Jessica Arons of the Center for American Progress explains that the Obama administration claims the step is simply carrying out the status quo of the Hyde amendment, a longstanding restriction on abortion funding in federal programs like Medicaid. In reality, however, the policy precedent the Obama administration used to justify this new ban, the Federal Employees Health Benefits Plan, is more pernicious because it blocks women from even spending their own money on abortion services within the plan:
The FEHBP, like the Stupak Amendment, imposes a total ban on non-Hyde abortion care, meaning that non-federal money cannot be used to supplement premiums in order to purchase a plan that includes abortion coverage. Thus, without even any political or legislative benefit to receive in exchange, the Obama Administration has imposed a more restrictive abortion funding rule on PCIPs than is required for health insurance exchanges or Medicaid. (Emphasis added.)
And who gets to be the guinea pig for these enhanced restrictions? The women least able to protest, of course:
Women entering these plans are, by definition, those who have experienced serious medical conditions–so serious that insurers are unwilling to sell them insurance.
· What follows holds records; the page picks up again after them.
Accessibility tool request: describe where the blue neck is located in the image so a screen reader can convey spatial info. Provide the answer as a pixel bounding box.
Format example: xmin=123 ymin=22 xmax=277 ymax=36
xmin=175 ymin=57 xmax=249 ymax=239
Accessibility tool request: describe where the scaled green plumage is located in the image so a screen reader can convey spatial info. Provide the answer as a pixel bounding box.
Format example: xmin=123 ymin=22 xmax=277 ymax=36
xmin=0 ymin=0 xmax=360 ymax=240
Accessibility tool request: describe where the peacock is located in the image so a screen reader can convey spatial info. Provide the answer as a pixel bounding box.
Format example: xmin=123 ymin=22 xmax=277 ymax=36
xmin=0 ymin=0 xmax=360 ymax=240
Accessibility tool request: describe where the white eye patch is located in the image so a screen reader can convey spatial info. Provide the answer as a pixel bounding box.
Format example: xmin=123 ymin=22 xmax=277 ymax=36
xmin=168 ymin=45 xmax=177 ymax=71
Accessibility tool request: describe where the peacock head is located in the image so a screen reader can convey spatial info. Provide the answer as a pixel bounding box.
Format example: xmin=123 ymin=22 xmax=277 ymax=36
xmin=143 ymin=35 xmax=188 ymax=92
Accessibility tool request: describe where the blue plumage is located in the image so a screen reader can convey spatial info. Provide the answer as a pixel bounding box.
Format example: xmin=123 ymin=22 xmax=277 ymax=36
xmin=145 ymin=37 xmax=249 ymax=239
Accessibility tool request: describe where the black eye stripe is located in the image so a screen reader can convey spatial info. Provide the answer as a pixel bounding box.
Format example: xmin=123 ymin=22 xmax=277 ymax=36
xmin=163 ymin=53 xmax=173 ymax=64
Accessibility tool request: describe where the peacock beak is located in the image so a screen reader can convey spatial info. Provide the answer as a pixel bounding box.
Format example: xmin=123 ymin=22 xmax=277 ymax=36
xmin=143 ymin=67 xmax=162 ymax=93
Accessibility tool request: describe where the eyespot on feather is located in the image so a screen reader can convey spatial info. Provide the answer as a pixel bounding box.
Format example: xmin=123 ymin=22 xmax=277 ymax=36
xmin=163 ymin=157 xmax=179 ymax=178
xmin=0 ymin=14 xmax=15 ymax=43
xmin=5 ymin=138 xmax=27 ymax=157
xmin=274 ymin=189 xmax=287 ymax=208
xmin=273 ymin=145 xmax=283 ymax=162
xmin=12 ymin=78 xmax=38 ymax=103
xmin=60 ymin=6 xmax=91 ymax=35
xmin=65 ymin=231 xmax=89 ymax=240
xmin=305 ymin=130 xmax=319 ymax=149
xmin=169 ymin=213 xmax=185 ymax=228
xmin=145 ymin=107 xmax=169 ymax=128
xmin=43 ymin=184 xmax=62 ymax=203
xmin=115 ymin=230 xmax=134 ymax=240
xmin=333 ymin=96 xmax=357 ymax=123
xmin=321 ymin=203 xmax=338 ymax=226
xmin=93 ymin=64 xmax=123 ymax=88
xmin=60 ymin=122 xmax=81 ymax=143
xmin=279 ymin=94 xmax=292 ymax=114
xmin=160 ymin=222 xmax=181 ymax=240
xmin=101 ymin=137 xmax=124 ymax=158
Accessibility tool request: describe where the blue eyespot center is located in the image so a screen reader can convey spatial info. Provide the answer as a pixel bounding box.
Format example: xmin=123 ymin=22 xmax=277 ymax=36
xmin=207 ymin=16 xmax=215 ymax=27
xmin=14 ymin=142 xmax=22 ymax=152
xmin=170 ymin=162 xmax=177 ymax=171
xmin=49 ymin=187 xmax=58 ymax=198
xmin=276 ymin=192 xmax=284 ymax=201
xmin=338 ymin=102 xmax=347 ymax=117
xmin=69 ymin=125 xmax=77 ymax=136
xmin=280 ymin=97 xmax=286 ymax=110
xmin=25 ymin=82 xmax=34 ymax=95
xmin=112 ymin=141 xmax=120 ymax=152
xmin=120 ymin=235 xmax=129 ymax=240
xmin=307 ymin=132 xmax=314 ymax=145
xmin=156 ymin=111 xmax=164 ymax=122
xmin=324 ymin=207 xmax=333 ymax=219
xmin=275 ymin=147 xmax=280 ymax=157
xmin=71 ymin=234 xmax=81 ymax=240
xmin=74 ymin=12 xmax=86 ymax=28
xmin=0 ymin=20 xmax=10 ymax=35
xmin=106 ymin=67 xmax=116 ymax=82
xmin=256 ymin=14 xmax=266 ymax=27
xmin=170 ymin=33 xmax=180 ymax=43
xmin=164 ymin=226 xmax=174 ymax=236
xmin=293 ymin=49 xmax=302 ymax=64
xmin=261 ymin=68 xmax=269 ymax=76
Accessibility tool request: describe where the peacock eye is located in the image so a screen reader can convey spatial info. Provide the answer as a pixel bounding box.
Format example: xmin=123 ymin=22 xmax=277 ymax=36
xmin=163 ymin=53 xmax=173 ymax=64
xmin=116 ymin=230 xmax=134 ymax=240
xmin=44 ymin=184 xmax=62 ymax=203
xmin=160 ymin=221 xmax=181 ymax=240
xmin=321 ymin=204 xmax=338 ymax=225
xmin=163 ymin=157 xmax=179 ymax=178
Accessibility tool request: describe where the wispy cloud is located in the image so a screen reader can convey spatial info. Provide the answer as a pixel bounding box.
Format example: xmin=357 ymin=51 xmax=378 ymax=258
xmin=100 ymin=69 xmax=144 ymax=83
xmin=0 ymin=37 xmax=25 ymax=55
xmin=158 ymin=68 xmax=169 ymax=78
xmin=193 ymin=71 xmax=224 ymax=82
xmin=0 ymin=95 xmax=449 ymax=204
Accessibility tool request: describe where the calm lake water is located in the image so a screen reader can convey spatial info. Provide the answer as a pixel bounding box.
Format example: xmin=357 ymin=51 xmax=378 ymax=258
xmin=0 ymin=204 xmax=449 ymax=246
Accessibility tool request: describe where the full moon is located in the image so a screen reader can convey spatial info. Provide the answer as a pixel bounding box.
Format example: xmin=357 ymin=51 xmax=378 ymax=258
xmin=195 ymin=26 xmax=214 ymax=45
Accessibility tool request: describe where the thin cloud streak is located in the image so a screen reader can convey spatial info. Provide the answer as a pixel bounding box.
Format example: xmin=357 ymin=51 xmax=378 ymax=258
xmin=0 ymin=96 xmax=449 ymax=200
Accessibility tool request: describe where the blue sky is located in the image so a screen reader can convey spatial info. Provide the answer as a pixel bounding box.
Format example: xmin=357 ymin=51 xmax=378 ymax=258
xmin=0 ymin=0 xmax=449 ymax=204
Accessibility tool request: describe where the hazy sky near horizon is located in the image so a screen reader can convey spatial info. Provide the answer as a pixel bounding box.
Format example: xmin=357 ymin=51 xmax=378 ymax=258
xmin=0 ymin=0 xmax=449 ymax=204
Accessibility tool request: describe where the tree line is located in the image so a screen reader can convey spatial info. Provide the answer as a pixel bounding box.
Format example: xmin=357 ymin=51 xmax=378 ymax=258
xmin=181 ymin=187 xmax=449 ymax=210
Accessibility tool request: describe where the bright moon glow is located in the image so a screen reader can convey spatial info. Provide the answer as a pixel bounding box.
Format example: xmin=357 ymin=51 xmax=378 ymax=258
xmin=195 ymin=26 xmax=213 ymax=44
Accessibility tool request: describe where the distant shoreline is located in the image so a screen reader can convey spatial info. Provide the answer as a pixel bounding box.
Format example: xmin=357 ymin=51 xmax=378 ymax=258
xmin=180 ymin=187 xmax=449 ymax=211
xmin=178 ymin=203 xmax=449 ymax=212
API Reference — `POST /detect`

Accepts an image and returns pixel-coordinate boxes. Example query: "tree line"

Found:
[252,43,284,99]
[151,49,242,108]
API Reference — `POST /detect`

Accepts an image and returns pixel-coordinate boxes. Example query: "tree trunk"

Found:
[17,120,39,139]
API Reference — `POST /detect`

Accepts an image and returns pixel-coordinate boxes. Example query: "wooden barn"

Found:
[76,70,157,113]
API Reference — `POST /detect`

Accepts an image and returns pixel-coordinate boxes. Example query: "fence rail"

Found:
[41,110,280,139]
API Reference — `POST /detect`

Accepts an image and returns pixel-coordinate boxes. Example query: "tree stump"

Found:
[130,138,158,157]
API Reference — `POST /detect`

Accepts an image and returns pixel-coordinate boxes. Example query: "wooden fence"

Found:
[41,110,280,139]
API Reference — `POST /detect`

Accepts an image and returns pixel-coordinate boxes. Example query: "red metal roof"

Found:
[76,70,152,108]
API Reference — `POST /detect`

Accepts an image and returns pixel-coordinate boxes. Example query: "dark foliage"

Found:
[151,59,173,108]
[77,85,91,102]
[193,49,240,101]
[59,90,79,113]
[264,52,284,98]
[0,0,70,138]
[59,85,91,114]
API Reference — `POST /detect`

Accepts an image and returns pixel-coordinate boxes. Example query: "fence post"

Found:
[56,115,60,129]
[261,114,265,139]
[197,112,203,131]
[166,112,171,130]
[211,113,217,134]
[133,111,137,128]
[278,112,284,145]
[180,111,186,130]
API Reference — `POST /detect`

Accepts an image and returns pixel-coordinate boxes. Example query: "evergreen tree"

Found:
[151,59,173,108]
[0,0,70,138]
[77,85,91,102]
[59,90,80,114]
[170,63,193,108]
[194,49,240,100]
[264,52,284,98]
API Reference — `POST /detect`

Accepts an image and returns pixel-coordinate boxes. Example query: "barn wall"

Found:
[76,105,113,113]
In other words, those who get pregnant are already at a heightened risk for needing an abortion for health reasons when compared to the general population.
The high-risk pools haven’t been implemented yet, so we don’t know who will be most affected. But because the women who match this profile currently suffer a debilitating health condition, they are also, by definition, far more likely to be of color. The plague of racial health disparities–including both poor health and a lack of insurance–has found a new breeding ground, ironically in a federal program designed to remedy those very inequalities.
But while the Obama administration has meekly rolled over for the GOP and the anti-abortion lobby, it’s really the state houses that are doing the heavy lifting. As we pointed out previously, state lawmakers from Oklahoma to Missouri are devising novel ways to strip away a woman’s right to choose, like forcing them to undergo ultrasounds before an abortion. By far the most effective anti-abortion tactic, though, is to make sure women are too poor to get one. In Virginia, reports NARAL’s Tarina Keene, assembly members have approved a bill that would provide state funds for abortion if the woman’s health faces substantial endangerment. Again, the sickest and the poorest women are explicitly targeted by this bill–just to save the state roughly $150,000.
Moreover, it’s an open secret in Washington that the abortion rates of Black and Latina women are higher than others due to a variety of often misunderstood, and typically ignored, social factors like poverty and inadequate preventive health care.
And so now we come full circle in the doomed cycle of inadequate care, eroding health, and crisis passed on from generation to generation. 2010 has been a big year for health care reform, but the families on whose backs those legislative victories were won have little to celebrate.